Public sounds off on I-75 project

By Dan Wells - bio | email

(ST. BERNARD, OH) - A major overhaul of Interstate 75 is in the works, and tonight, dozens of people who live along the interstate weighed in on the plans.

The project is set to begin next year, and re-vamps the Mill Creek Expressway from the Western Hills Viaduct to the Paddock Road exit.

With improvements to Interchanges at Hopple Street, Interstate 74, Mitchell Avenue, and the Norwood Lateral.

ODOT says the reconstruction will get rid of the left hand exits along I-75 to bring the highway up to standard.

The St. Bernard Municipal Building was full of maps, drawings and information about future plans to overhaul Interstate 75.

"I'm looking forward to it. We need to create jobs," said Cincinnati resident Ben Brown.

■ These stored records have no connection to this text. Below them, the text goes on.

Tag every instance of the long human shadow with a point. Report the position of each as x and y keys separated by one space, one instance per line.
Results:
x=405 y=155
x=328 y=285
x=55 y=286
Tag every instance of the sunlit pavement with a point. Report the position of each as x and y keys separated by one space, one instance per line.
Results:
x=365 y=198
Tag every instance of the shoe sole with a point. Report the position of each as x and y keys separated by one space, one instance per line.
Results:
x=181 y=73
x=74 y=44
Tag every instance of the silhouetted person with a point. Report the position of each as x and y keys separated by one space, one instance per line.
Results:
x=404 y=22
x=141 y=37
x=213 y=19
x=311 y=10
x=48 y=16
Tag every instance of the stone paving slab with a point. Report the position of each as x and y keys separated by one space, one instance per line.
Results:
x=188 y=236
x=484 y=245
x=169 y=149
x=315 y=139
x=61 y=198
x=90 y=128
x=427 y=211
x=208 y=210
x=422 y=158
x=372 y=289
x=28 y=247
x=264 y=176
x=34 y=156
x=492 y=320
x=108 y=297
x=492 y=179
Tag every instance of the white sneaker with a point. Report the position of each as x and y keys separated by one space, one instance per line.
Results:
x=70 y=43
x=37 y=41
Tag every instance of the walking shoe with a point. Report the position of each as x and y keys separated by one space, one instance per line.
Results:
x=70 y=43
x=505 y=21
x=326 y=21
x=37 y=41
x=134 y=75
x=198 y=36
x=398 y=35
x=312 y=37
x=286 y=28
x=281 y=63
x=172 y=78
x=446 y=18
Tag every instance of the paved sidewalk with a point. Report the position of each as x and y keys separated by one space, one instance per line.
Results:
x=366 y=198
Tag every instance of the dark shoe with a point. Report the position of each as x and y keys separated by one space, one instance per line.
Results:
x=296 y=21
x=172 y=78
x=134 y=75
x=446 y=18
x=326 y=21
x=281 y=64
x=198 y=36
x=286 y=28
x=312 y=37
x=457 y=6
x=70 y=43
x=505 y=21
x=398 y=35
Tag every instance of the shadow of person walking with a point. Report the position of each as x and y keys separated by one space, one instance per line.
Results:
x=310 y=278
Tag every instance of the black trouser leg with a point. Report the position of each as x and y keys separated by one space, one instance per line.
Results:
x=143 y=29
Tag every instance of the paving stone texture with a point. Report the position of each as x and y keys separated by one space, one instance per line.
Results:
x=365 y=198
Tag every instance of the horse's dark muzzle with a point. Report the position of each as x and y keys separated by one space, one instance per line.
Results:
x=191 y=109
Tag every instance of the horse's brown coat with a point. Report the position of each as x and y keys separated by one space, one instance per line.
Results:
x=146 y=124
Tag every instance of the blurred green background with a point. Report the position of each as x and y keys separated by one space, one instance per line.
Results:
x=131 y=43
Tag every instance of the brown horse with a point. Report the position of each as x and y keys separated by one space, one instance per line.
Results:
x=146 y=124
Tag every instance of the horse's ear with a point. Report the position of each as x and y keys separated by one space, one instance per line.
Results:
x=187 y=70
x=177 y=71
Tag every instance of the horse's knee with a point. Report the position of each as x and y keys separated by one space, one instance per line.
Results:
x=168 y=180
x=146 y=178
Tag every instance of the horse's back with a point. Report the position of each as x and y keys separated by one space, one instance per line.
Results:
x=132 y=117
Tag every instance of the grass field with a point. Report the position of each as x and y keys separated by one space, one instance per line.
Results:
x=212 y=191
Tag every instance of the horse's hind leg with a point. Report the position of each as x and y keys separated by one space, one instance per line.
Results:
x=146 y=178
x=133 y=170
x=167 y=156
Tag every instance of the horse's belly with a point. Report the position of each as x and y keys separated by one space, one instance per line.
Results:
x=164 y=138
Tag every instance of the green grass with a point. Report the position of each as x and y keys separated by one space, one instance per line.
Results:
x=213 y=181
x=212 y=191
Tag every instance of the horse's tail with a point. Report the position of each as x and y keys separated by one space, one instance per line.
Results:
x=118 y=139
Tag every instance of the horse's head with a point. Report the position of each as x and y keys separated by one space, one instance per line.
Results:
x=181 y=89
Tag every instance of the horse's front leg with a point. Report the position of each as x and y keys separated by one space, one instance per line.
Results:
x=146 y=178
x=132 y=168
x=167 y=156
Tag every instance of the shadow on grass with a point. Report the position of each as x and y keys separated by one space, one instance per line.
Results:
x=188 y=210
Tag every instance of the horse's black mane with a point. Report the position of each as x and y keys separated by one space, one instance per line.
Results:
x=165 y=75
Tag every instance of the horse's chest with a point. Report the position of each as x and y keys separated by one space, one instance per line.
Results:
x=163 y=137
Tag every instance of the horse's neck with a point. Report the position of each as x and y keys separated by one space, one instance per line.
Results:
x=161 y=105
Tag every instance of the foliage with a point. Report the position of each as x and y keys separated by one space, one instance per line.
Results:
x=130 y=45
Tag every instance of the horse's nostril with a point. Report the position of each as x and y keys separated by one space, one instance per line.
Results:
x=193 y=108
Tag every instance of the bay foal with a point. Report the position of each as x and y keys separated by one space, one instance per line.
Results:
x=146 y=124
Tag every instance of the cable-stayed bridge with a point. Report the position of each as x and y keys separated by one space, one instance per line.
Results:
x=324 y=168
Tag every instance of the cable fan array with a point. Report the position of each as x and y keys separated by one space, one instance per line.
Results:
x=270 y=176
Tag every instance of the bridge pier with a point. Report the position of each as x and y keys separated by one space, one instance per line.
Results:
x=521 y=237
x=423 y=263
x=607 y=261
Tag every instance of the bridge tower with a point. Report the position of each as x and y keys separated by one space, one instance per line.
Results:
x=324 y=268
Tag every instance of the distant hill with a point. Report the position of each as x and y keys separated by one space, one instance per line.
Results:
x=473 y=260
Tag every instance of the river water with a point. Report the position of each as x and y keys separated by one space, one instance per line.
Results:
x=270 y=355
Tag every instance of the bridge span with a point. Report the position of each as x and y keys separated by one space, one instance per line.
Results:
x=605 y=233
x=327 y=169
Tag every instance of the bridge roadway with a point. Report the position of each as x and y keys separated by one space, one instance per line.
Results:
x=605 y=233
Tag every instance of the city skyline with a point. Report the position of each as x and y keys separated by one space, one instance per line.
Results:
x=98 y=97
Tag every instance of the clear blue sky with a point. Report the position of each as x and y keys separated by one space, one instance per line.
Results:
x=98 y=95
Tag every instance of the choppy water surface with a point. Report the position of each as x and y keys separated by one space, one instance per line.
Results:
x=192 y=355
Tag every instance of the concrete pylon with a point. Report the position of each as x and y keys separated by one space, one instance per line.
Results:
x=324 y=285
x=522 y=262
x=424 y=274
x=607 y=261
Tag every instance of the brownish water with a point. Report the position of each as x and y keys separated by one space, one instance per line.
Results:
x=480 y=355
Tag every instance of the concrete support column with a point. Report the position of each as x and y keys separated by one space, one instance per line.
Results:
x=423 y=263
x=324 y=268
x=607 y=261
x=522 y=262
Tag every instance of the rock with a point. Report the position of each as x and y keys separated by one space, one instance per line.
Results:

"If there is an accident, the freeway backs up for miles for hours," added another resident, Kloster Kemper, who says she's definitely in favor of the project.

"The project is needed," said Stefan Spinosa with ODOT. "There are quite a few accidents and congestion in the corridor and its just getting worse and this project should elevate those."

The $450 million freeway facelift brought out dozens of people: some who live in the area, others who just wanted to ask questions, and Ed Beckman, who says it's a project he will have to deal with first hand.

"I'm going to lose some of my property," Beckman said. "Overall though I'd prefer that they didn't widen 75, but what they've done here, what they've presented looks like a very good presentation."

That's because ODOT has been working on these plans for years.

"We're at the point now where we're showing our final impacts and our recommended alternative for the corridor," said Spinosa.

The impacts include relocating 22 buildings, 67 households and 15 commercial businesses.

"The impacts to historic properties that are in the right of way or nearby will be very minimal, and it looks like the planners tried to avoid impacts to important cultural resources," said Margo Wiminski with the Cincinnati Preservation Society.

But Beckman isn't so sure.

"In the long term, I'd rather see the money spent on public transportation and an overall development plan for the entire area as opposed to building more highways," he said.